Und auch die eigene Fehlertoleranz zu erhöhen, könnte helfen. Ich hatte letztes Jahr einen Auftritt bei einem runden Geburtstag, zusammen mit einem Sänger (auch nur Hobbyklasse) und war sehr unglücklich mit meiner "Performance", bekam aber anschließend viel Dank und auch anscheinend ernstgemeinte Komplimente. Und da könnte vielleicht die "Autosuggestion" zum Zuge kommen: wenn ich es schaffe, mir positiv klarzumachen, dass ich das hinkriege, und dass die Zuhörer in der Regel wohlwollend sind und mich nicht beissen werden.

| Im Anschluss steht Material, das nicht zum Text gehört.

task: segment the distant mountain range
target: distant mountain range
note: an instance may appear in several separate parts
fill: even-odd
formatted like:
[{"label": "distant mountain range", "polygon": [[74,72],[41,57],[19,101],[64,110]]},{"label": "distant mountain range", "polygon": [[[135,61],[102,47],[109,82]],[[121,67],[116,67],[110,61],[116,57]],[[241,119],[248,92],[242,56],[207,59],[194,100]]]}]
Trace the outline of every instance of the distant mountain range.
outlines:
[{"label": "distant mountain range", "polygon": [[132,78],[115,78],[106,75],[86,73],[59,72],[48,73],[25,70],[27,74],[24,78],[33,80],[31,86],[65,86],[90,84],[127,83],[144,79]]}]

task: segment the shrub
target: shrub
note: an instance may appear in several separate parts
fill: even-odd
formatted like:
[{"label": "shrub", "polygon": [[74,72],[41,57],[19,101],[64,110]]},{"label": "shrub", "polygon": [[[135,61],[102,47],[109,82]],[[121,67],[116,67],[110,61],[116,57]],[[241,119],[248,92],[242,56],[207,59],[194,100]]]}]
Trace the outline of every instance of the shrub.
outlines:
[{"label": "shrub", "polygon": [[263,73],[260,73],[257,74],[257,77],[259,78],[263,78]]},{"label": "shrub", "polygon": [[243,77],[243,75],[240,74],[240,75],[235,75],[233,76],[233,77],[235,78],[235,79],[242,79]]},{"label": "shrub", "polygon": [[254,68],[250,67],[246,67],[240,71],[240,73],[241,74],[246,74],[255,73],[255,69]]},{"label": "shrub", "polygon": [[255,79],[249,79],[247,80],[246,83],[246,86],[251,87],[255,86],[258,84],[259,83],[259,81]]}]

Eine Frage schließt sich aus meiner Sicht noch an: Die Stücke am Ende "im Schlaf" zu beherrschen, wie kriege ich das beim Üben hin? Ich habe das Gefühl, immer nur bis 95% zu kommen. Die letzten 5% eines Stückes fehlen mir fast immer, und die schaffe ich meist auch nicht durch viel Üben. Mal wird es an ein, zwei Stellen unsauber, dann taucht mal ein Fehler auf, den ich schon lange beseitigt zu haben glaubte. Ab und zu klappt eine Nummer mal fehlerfrei, doch schon bei der nächsten Wiederholung knirscht es wieder irgendwo. Und, wohlgemerkt, keine richtig schwierigen klassischen Stücke, sondern Pop/Rocknummern und leichte Jazzsachen. Habt Ihr dazu vielleicht auch noch den ein oder anderen Hinweis für mich?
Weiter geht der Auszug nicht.